Rembrandt Van Rijn
When considering new decorations for your home or office, there are a variety of different decorations that can bring color to the room. In order to bring elegance and sophistication into the room, choosing one of the famous Rembrandt Paintings will not only add style to your room, but will capture a small piece of history on your wall so that you can display the beauty for your family and guests to see.
Rembrandt is absolutely one of the greatest artists that Holland had to offer it the Golden Age. Rembrandt is a painter of Dutch origins, and is highly regarded as one of the elite few that makes it into the top painters that Europe has ever had to offer, and is considered even more highly in Dutch art history. Rembrandt (full name Rembrandt Harmenszoon van Rijn) was brought into the world in 1606, and was raised in Leiden, the Netherlands. Out of all 10 of the children in his family, he was the fourth out of 6 who actually survived after birth. Once born, he was treated to the higher class life, as his father was a hard-working miller and his mother was the daughter of a well-known baker. Once Rembrandt caught hold of art, he never let it go and studied as an apprentice under Pieter Lastman for a short time. This apprenticeship was incredibly important for the future Rembrandt Paintings and led him to create his own style of vivid colors and worldly ideas.

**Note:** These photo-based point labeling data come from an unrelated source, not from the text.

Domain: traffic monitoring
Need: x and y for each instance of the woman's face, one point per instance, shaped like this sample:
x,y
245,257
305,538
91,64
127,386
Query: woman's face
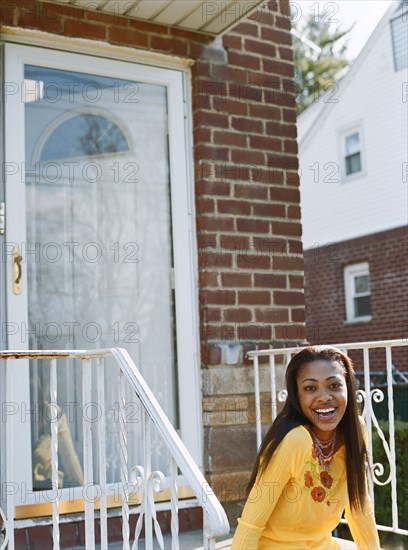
x,y
322,394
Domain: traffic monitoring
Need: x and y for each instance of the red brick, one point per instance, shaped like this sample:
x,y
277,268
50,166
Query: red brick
x,y
270,280
250,191
73,12
285,228
254,331
125,36
20,535
253,261
246,29
109,19
202,135
228,206
278,67
204,205
294,212
280,130
146,26
284,162
249,225
231,42
206,152
218,297
268,209
265,143
237,315
212,223
73,27
230,138
225,105
272,315
270,174
290,332
210,258
208,278
296,281
234,242
261,48
41,21
289,115
212,188
290,146
288,263
270,245
275,36
282,22
212,119
284,195
246,125
211,354
286,54
226,73
298,315
247,156
241,60
254,297
288,298
236,279
211,314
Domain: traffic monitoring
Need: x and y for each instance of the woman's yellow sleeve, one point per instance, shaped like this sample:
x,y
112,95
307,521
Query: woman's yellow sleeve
x,y
265,493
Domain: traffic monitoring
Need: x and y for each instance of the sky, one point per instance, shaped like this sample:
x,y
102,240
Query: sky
x,y
365,13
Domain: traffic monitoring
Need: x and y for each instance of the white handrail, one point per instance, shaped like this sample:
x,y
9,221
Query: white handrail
x,y
215,519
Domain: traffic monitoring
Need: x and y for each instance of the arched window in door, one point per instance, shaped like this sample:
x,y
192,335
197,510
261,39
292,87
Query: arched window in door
x,y
83,135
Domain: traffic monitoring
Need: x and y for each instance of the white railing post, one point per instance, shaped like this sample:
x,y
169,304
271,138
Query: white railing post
x,y
368,413
88,466
54,416
9,458
102,452
175,545
124,462
258,412
393,472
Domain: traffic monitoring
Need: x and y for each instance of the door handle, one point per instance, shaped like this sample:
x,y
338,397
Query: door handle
x,y
17,270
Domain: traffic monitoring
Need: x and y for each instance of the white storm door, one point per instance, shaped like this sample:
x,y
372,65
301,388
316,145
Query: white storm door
x,y
97,205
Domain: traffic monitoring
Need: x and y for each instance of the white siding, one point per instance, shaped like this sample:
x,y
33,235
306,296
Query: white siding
x,y
370,95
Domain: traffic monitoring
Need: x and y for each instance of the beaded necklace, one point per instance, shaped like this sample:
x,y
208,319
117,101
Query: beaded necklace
x,y
324,450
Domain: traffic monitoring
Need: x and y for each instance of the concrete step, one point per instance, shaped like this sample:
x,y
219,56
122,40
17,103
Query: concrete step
x,y
190,540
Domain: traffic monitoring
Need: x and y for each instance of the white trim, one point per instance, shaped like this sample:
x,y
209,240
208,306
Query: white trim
x,y
350,272
96,48
356,128
182,205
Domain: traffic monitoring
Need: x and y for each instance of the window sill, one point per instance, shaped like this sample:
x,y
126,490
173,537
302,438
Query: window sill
x,y
366,319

After moving to Amsterdam in 1631, Rembrandt began his incredible line of Rembrandt Paintings in his own studio who he created with the help of Hendrick van Uylenburgh, a well-known art dealer. Much of his beginning work never found its way to fame during his lifetime, and when 1640 came, the Rembrandt Paintings began to become less vivid and exuberant, and much more somber and simple. Much of his work from this point on was simply etched, but never finished. and over the years he held on to most of his work in order to sell it in the future. In the late 1640s, the lack of demand for his work began to create a lack of finances, and Rembrandt found new ways to lighten up his paintings as well as inspire thought within those who viewed them.
This innovative spirit kept him afloat until he died, but his paintings found their biggest fame after his death, becoming the model for many painters to come.